Calculate the triple integral $\iiint_D \sqrt{x^2+y^2+z^2}\, dV$.

Question

Calculate the triple integral of $$\iiint_D \sqrt{x^2+y^2+z^2}\, dV$$ where $D$ is bounded by (1) $x^2+y^2+z^2=2ay$ and (2) $y=\sqrt{x^2+z^2}$.

So far I was thinking that if I made $y$ turn to $z$ and $z$ turn to $y$ I could use cilyndrical coordinates

So (1)$a^2=r^2+(z-a)^2$ and (2) $z=r$ and both intersect at $z=a$

It is correct to propose the integral$$\int_0^{2\pi}\int_0^a\int_0^{\sqrt{a^2-(z-a)^2}}r\sqrt{z^2+r^2} \,dr\,dz\,d\theta$$? And if so I evaluate and get $a^3\pi$ but Im suspicious of this result

Answer 1

Yes! Made $y$ turn to $z$ and $z$ turn to $y$, then $z=\sqrt{x^2+y^2}$ turns one time about $z-$axis. This gives us - with spherical coordinates - $0\leq\varphi\leq2\pi$, also $z=a$ shows $0\leq\theta\leq\dfrac{\pi}{4}$ and with $x^2+y^2+z^2=2az$ we have $\rho\leq2a\cos\theta$, hence $$\iiint_D \sqrt{x^2+y^2+z^2} dV = \int_0^{2\pi} \int_0^{\pi/4} \int_0^{2a\cos\theta} \rho^3\sin\theta \,d\rho \,d\theta \,d\varphi = \color{blue}{\dfrac{8-\sqrt{2}}{5}\pi a^4}$$

Answer 2

The domain $D$ is the area inside the intersection between the sphere $$S=\{(x,y,z)\in\Bbb R^3:x^2+(y-a)^2+z^2=a^2,\;a\in \Bbb R\}$$ and the half cone $$C=\{(x,y,z)\in\Bbb R^3:y=x^2+z^2\}$$ The function to integrate is $f(x,y,z)=\sqrt{x^2+y^2+z^2}$.
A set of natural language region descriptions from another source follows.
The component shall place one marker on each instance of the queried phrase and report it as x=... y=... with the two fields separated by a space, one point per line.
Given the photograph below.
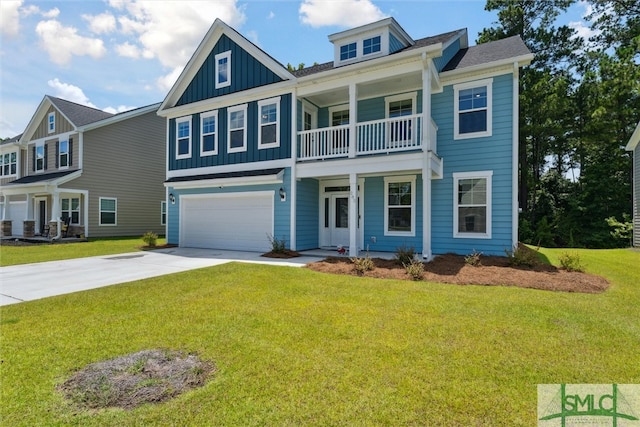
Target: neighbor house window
x=63 y=154
x=371 y=45
x=71 y=209
x=8 y=164
x=237 y=135
x=472 y=204
x=223 y=69
x=108 y=211
x=473 y=109
x=208 y=133
x=400 y=206
x=348 y=51
x=51 y=122
x=183 y=137
x=268 y=123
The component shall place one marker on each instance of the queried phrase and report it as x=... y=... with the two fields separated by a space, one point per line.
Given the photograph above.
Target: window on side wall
x=237 y=135
x=108 y=211
x=400 y=206
x=183 y=138
x=472 y=204
x=269 y=123
x=473 y=109
x=223 y=70
x=209 y=133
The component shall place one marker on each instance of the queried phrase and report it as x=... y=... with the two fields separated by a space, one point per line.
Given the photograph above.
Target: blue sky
x=120 y=54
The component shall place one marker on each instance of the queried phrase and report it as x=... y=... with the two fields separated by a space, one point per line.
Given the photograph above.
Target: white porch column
x=426 y=159
x=353 y=215
x=353 y=118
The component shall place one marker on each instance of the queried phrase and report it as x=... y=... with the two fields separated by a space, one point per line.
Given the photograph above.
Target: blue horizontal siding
x=246 y=73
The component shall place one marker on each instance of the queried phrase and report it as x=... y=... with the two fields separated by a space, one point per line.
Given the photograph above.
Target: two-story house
x=396 y=142
x=85 y=172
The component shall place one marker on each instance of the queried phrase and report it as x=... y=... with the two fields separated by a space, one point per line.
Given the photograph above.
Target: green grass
x=13 y=255
x=297 y=347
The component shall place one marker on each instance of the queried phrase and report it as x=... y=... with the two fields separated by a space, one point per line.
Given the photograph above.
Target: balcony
x=386 y=136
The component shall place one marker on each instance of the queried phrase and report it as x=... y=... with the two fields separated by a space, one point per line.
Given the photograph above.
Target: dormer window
x=348 y=51
x=371 y=45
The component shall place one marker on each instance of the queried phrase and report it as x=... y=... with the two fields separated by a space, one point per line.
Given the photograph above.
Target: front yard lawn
x=296 y=347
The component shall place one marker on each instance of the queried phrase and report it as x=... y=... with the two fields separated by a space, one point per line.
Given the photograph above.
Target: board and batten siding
x=246 y=73
x=125 y=160
x=492 y=153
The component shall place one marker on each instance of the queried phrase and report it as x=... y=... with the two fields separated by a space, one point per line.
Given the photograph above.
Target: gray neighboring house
x=103 y=173
x=634 y=146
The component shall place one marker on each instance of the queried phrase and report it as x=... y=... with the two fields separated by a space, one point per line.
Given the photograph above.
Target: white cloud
x=61 y=42
x=69 y=92
x=170 y=31
x=10 y=18
x=102 y=23
x=346 y=13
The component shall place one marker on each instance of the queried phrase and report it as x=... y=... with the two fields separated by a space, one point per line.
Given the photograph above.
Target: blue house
x=396 y=142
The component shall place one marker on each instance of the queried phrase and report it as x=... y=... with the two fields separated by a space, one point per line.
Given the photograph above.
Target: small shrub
x=415 y=269
x=405 y=254
x=361 y=265
x=277 y=245
x=571 y=261
x=473 y=259
x=150 y=238
x=521 y=256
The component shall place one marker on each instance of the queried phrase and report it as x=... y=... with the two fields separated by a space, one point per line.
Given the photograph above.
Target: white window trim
x=178 y=121
x=100 y=212
x=261 y=103
x=392 y=179
x=456 y=105
x=218 y=57
x=230 y=110
x=51 y=125
x=202 y=134
x=472 y=175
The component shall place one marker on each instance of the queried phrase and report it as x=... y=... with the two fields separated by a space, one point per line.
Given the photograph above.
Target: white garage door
x=238 y=221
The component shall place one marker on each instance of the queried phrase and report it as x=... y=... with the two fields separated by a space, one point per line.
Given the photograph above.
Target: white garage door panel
x=237 y=222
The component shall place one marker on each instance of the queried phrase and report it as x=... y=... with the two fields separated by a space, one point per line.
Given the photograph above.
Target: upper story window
x=400 y=206
x=348 y=51
x=473 y=109
x=209 y=133
x=9 y=164
x=223 y=69
x=472 y=204
x=371 y=45
x=51 y=122
x=269 y=123
x=63 y=154
x=237 y=136
x=183 y=137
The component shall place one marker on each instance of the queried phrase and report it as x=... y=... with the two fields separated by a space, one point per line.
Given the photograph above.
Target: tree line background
x=579 y=105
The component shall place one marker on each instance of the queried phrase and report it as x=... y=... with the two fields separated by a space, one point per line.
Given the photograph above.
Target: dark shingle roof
x=488 y=52
x=78 y=114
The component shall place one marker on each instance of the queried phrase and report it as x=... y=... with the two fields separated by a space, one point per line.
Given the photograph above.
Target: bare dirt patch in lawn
x=493 y=271
x=148 y=376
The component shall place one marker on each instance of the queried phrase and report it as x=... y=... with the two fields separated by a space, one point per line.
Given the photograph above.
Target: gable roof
x=202 y=52
x=511 y=48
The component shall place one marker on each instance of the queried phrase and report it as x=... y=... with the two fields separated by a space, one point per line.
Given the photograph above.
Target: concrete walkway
x=34 y=281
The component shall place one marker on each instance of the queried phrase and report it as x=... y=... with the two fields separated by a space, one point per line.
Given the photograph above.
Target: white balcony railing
x=374 y=137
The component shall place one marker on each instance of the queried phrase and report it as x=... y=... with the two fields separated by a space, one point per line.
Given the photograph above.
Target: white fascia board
x=262 y=92
x=634 y=140
x=119 y=117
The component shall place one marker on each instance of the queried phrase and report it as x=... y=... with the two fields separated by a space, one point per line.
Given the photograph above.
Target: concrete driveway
x=34 y=281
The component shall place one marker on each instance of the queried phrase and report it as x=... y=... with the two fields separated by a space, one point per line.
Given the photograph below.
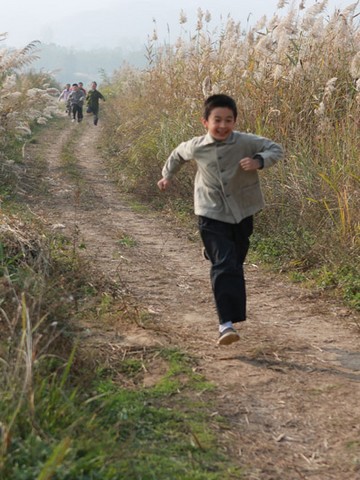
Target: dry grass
x=296 y=79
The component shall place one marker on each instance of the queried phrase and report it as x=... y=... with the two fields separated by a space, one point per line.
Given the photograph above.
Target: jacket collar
x=209 y=139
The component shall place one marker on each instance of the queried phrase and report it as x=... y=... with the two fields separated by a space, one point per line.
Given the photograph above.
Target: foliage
x=296 y=79
x=26 y=100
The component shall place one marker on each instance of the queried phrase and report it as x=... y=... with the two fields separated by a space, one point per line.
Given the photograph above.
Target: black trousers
x=226 y=246
x=77 y=111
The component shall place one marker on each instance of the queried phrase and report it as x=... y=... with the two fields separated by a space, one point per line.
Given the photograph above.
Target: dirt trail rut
x=290 y=388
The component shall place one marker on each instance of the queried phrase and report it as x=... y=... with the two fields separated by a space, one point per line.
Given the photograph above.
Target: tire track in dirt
x=290 y=388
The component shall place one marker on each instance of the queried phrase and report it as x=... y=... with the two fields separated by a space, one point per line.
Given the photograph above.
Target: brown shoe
x=228 y=336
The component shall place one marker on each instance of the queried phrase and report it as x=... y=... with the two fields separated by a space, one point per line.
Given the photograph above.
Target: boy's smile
x=220 y=123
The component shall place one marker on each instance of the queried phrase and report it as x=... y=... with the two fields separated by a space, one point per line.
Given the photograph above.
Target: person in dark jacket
x=92 y=101
x=76 y=99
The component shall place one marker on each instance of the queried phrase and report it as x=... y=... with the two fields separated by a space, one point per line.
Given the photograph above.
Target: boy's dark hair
x=219 y=100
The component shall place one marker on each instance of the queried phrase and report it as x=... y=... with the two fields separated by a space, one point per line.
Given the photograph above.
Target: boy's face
x=220 y=123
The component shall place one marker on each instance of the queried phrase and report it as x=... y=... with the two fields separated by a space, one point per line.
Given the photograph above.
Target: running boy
x=227 y=194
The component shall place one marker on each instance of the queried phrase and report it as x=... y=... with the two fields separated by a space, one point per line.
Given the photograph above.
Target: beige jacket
x=224 y=191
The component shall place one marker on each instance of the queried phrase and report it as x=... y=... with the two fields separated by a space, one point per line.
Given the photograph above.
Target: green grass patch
x=105 y=431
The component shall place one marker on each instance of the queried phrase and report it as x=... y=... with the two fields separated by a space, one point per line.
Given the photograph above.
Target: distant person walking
x=76 y=99
x=92 y=101
x=64 y=97
x=81 y=87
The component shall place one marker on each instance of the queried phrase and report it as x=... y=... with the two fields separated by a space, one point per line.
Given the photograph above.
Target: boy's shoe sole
x=228 y=336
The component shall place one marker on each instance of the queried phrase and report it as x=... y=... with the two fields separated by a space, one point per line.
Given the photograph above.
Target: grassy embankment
x=296 y=79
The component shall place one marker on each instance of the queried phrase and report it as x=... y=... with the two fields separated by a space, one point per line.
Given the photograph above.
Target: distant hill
x=69 y=65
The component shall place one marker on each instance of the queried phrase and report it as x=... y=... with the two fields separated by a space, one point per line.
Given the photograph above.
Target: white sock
x=224 y=326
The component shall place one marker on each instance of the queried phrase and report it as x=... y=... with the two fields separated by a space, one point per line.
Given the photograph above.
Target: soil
x=289 y=388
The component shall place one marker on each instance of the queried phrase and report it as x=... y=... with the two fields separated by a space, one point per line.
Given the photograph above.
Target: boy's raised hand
x=164 y=184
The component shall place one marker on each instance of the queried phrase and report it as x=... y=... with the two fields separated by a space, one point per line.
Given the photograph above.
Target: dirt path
x=290 y=387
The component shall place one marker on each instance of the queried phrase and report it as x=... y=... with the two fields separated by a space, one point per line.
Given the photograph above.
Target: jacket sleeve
x=177 y=158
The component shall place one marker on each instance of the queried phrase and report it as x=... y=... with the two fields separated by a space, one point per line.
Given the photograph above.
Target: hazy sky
x=111 y=23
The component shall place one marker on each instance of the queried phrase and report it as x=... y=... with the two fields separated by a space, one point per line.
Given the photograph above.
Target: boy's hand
x=164 y=184
x=249 y=164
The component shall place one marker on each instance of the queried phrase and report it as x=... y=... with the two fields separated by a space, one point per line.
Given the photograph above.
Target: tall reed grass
x=296 y=79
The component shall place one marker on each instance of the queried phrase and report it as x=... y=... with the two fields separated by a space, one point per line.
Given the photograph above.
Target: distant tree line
x=70 y=65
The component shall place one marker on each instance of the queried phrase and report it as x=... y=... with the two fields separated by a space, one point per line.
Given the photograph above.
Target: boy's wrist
x=260 y=159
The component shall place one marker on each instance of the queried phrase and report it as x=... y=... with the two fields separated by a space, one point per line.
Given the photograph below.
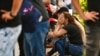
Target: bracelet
x=12 y=15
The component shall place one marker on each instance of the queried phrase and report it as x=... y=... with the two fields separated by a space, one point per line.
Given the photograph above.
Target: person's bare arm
x=77 y=7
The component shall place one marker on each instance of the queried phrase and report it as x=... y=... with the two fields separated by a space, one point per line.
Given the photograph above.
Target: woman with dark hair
x=69 y=26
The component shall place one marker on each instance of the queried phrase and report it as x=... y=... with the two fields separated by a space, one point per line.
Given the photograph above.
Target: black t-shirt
x=39 y=4
x=6 y=5
x=74 y=34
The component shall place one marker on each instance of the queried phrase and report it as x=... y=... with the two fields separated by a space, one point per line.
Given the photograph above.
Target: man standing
x=92 y=21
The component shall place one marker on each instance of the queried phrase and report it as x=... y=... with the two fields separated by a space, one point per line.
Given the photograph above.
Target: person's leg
x=27 y=49
x=11 y=36
x=93 y=41
x=20 y=42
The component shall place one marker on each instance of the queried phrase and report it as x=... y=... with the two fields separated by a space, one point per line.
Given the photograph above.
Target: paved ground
x=17 y=50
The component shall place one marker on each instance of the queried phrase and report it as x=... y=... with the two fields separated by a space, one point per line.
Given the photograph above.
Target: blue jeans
x=8 y=39
x=74 y=50
x=34 y=41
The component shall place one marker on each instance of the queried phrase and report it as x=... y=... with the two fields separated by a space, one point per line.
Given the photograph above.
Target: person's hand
x=50 y=34
x=91 y=16
x=6 y=15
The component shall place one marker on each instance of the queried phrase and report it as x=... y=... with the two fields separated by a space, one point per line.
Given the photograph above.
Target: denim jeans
x=74 y=50
x=8 y=39
x=34 y=41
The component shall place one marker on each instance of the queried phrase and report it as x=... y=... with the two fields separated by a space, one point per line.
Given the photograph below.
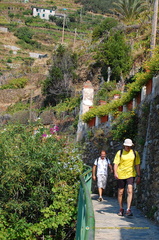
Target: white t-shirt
x=102 y=165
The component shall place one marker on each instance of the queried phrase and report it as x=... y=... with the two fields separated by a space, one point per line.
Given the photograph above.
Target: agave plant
x=130 y=9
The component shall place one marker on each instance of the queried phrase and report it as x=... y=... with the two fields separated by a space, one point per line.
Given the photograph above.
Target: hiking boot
x=129 y=213
x=121 y=212
x=100 y=199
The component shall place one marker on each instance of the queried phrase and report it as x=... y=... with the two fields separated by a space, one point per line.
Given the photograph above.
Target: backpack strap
x=105 y=158
x=121 y=151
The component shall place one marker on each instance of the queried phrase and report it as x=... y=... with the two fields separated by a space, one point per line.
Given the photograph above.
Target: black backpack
x=121 y=151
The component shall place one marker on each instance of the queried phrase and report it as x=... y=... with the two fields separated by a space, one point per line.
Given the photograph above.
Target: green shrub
x=15 y=83
x=39 y=184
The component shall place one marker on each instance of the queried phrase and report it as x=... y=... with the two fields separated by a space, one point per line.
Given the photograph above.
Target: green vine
x=141 y=78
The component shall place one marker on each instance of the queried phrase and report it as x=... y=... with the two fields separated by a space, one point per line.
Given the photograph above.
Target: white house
x=43 y=13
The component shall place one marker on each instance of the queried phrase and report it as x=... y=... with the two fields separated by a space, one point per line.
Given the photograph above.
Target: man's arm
x=111 y=168
x=138 y=173
x=115 y=171
x=94 y=172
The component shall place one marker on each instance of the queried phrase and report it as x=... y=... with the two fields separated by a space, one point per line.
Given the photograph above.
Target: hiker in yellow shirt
x=126 y=165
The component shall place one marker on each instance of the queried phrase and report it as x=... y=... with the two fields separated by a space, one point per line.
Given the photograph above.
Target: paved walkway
x=109 y=226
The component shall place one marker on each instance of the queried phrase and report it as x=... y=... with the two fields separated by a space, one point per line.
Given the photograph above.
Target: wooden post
x=154 y=26
x=74 y=39
x=63 y=30
x=31 y=100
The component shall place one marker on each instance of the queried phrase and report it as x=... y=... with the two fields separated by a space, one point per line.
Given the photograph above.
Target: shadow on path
x=110 y=226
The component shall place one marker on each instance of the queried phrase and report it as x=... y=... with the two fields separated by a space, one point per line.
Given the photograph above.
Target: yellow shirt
x=126 y=163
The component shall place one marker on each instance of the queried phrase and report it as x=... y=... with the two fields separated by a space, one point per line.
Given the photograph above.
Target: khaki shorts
x=102 y=181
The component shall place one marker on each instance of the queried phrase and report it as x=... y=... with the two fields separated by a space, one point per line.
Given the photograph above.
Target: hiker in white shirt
x=100 y=172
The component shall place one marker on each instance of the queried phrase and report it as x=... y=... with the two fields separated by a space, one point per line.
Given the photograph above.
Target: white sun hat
x=128 y=142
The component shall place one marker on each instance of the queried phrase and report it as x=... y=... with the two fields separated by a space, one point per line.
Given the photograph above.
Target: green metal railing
x=85 y=219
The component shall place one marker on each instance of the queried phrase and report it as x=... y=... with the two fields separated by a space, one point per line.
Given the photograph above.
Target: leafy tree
x=24 y=33
x=104 y=28
x=39 y=184
x=116 y=53
x=130 y=9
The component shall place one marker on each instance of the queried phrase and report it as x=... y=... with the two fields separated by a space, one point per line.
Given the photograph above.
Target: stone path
x=109 y=226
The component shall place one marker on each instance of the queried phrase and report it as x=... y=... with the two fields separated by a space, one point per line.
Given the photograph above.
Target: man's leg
x=100 y=190
x=129 y=196
x=130 y=183
x=120 y=197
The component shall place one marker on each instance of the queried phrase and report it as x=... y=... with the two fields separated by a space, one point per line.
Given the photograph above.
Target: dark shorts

In spherical coordinates, with radial distance $r$, azimuthal angle $\theta$, and polar angle $\phi$, we have $x=r\sin\phi\cos\theta$, $y=r\sin\phi\cos\theta$, $z=r\cos\phi$ and $\mathrm dV=r^2\sin\phi\,\mathrm d r\,\mathrm d\theta\,\mathrm d\phi$. For $x=0$, we have $y\le\sqrt{z^2}=|z|$ and then $\phi\in\left[\frac\pi 4,\frac{3\pi}4\right]$. For $z=0$, we have $y\le\sqrt{x^2}=|x|$ and then $\theta\in\left[\frac\pi 4,\frac{3\pi}4\right]$.

Thaat is we have to integrate the function $f(r\sin\phi\cos\theta,r\sin\phi\cos\theta,r\cos\phi)=\tilde f(r,\phi,\theta)=r$ over the region inside the spherical wedge $$ W=\left\{(r,\phi,\theta)\in\Bbb R^3,\, a\in\Bbb R: r\le |a|,\,\frac\pi 4\le\phi\le\frac{3\pi}4,\,\frac\pi 4\le\theta\le\frac{3\pi}4\right\} $$

So the integral becomes $$ \iiint_D f\mathrm dV=\iiint_W \tilde f\mathrm dW=\int_{\pi/4}^{3\pi/4}\int_{\pi/4}^{3\pi/4}\int_{0}^{|a|}r^3\sin\phi\,\mathrm d r\,\mathrm d\theta\,\mathrm d\phi=\frac{a^4}{4}\frac{\pi}{2}{\sqrt 2} $$